No ' pro's ' for me,
I don't know what to say, my heart goes out to you and your family.....I hope you find some relieve from the antibiotics over night and do not have to go back on the oxygen or be admitted again.
Breast Cancer has made me intolerant of certain people. situations etc.,.....It hasn't made me a better person....it's made me a very scared person, I have watched my friend lose her life to this crap disease 2yrs after DX, my aunt has been DX with bone secondaries 15yrs after original BC DX.....both very positive people....so I'm afraid I find the positive thinking thing a load of crap too......I'm a realist...this disease is unpredictable....I cannot think of any pro's of being DX wth a life threatening illness that can rear its ugly head again at anytime.
Well since there has been a lot of varying comments here I thought I'd just update you with what has just happened to me over the last few hours when I last posted on this thread so that you know what the reality is.
Over the last few hours I've gone from being able to walk, talk and laugh with my children to now being hardly unable to walk or talk at all as my breathing has suddenly deteriorated with a chest infection and am all shaky from the ventolin. I've taken the antibiotics I've got this evening as an emergency and hoping I won't need the oxygen I've been off since the end of December and that I won't be admitted to hospital this time.
My 11 year old twins have had to do a lot of adult work tonight and lhave ooked after their 8 yr old brother as my hubby is still at work. Is that a positive to having cancer - I don't think so?
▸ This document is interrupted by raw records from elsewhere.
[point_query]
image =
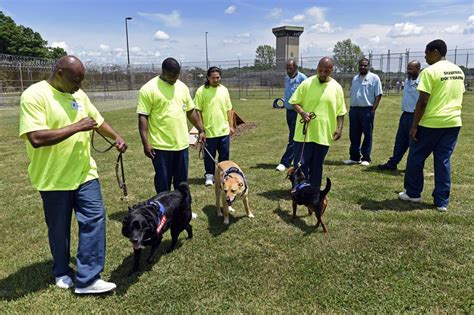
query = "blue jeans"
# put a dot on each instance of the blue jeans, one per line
(219, 144)
(170, 166)
(90, 215)
(289, 154)
(312, 161)
(402, 140)
(361, 121)
(440, 142)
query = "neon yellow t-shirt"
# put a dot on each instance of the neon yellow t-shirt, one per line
(326, 100)
(214, 103)
(444, 81)
(166, 106)
(68, 164)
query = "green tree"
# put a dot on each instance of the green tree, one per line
(346, 56)
(265, 57)
(20, 40)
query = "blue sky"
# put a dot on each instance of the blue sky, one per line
(95, 30)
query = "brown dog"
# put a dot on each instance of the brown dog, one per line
(302, 193)
(230, 184)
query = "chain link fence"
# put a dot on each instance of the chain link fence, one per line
(109, 82)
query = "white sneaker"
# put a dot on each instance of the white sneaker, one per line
(281, 168)
(209, 180)
(403, 196)
(350, 162)
(98, 286)
(64, 282)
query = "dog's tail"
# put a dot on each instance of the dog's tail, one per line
(326, 190)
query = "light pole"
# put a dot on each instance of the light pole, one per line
(128, 54)
(207, 59)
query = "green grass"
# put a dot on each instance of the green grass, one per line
(380, 255)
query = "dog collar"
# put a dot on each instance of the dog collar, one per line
(299, 186)
(236, 170)
(161, 217)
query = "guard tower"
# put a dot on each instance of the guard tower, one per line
(288, 44)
Anybody want to try my life to know what it is like living with the unpredictability of this disease cos I would like to swap with someone who is well!!! Yesterday, I was hopeful I might get to September or longer and now I feel I could be admitted for 10 days like I was in November and not even live to my next chemo on the 15th.
I didn't think 3 years after initial diagnosis I would be this ill and would never have had a break from treatment in all that time.This is the reality of bc - not the 'has it made me a better person' way of thinking.
Anwen, I am not sure why you should think my post was directed at you.... I merely expressed my opinion in response to the opening post in this thread. I think anyone with a breast cancer diagnosis does their best to cope and adjust. I still don't see why it should be a "pro" of having the wretched disease.
rmw26-I live a fairly normal life which has been reasonably ok and to reiterate, I for one, have not said, nor would say that getting cancer is a bonus -that is a very harsh statement.. what i have said is that i have learned to cope throughout my ordea and to adjust.